で、その『最終章』だが、まず花菱会の会長役であった神山繁が実際に亡くなったことである種の代役として大杉漣が久々の北野組に参戦。そんな大杉漣も直後に心不全で亡くなるとはなんという運命だろうか。

さらに脳出血で倒れた塩見三省とベッドから落下してケガした西田敏行のふたりがリハビリ中で立ち上がったり、歩くことができなかったという状況で撮影されたことが明かされた。しかし見終わってみるとそんなことを微塵も感じさせなかった。これは監督の配慮もあるだろうが、いかなる状況であってもしっかり仕事をするという、ふたりの役者のプロ根性みたいなものも見せつけられた。
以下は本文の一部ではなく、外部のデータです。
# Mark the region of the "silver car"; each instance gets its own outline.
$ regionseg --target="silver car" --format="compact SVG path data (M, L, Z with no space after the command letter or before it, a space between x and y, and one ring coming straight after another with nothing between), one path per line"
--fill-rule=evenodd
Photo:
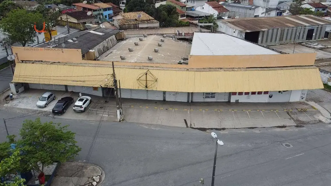
M39 100L36 104L38 107L47 107L51 101L55 99L55 95L54 93L47 92L39 98Z

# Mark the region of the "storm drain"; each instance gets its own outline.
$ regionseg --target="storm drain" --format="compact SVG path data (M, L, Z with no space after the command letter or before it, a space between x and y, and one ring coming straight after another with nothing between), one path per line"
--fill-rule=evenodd
M292 147L293 147L293 146L288 143L282 143L282 145L286 148L292 148Z

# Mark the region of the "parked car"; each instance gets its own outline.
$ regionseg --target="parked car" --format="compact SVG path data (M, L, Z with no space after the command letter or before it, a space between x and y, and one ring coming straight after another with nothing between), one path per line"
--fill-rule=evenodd
M84 96L78 98L73 108L73 111L76 112L84 112L86 108L92 101L91 97Z
M73 98L71 97L65 97L58 101L52 110L54 114L62 114L66 113L69 106L73 103Z
M36 105L38 107L47 107L47 106L52 101L55 99L55 95L54 93L47 92L39 98Z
そんな状況もあってか、作品自体は外様からきて会長になった男を気に入らず、なんとか大義名分を作り出して、会長から退けようとする若頭の話ということで『ビヨンド』の設定とほとんどかわらない。戦争のきっかけもホントに些細なことからはじまるというあたりも一作目とほとんど一緒。前作の加瀬亮のポジションを大杉漣が担い(演技のテンションもかなり似ている)、それにかり出されるのがビートたけし演じる大友ということで、これを観に来たからこれでいいみたいな感じというか、タンメンを食べるためにいきつけの中華料理屋にいったら野菜不足のため、野菜少なめで冷凍の海鮮の具材が入ったタンメンになってた。しかし、それはそれでうまかったとそういう映画である。
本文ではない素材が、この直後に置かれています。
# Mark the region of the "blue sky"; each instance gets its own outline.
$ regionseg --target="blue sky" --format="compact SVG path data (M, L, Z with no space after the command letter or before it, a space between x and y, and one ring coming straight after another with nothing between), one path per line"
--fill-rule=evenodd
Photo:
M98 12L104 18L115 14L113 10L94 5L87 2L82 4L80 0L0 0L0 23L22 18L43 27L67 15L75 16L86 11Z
『最終章』ということもあって、一抹の寂しさみたいなものが映画全体を覆っており。誰しもが思ったと思うが、冒頭といいラストといい久石譲の音楽と沖縄の海がない『ソナチネ』になっていてファンとしては思わずニヤリといったところだろう。突拍子もないバイオレンスは鳴りを潜め、良い意味で『ビヨンド』同様、バカヤローコノヤローの応酬が覆い尽くす。故に前作にノレなかったという人は今作も同じようなことになるだろうし、前作が良かった人は今作にも満足できるのではないかと思われる。
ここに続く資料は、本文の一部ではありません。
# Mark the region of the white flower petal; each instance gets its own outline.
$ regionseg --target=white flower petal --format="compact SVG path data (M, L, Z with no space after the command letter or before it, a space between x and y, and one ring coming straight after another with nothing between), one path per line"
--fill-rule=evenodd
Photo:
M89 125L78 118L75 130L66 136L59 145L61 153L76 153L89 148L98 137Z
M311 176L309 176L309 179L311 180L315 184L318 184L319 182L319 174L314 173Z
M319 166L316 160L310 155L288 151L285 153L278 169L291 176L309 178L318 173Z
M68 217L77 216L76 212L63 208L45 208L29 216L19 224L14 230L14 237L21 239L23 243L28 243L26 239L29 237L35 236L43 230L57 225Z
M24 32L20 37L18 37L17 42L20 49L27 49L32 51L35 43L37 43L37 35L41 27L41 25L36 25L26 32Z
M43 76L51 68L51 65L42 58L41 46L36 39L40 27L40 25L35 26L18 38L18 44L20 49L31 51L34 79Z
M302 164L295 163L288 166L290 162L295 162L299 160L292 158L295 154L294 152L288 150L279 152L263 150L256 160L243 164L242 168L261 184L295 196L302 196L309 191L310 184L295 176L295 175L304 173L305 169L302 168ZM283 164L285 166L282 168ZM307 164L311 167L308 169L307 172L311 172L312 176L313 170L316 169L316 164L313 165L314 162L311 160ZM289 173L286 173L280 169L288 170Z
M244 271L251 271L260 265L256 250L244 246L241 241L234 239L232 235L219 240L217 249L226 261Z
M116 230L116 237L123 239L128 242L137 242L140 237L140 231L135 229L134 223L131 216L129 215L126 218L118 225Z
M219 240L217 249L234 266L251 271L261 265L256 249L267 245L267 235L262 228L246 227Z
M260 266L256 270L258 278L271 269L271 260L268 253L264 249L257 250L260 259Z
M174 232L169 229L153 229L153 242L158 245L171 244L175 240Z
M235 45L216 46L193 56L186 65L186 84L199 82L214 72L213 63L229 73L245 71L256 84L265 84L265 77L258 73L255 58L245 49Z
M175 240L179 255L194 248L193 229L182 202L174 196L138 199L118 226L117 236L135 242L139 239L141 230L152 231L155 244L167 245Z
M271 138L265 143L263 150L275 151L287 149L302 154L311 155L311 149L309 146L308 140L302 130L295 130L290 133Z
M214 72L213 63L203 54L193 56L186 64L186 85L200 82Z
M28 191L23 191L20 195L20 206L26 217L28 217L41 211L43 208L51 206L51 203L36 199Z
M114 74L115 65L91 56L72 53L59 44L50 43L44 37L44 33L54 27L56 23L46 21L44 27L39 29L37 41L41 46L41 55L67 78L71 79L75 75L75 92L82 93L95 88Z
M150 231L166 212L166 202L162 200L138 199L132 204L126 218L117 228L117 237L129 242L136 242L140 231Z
といったわけで、このシリーズが終わってしまうのは惜しいが三部作としてまぁこうなるよなというオチも含めて、ちゃんと幕引きをしてるような文字通りの『最終章』となっている。『ソナチネ』とは違い、ラストに唖然としないというのも映画監督として老成したように思える。次の作品が楽しみなのだが、お家騒動的なことがあった今、次の映画はどうなるんだろう?その意味も含めて『アウトレイジ』シリーズはそのことすらも予言していたというか、メタファーになっていたのではないだろうか。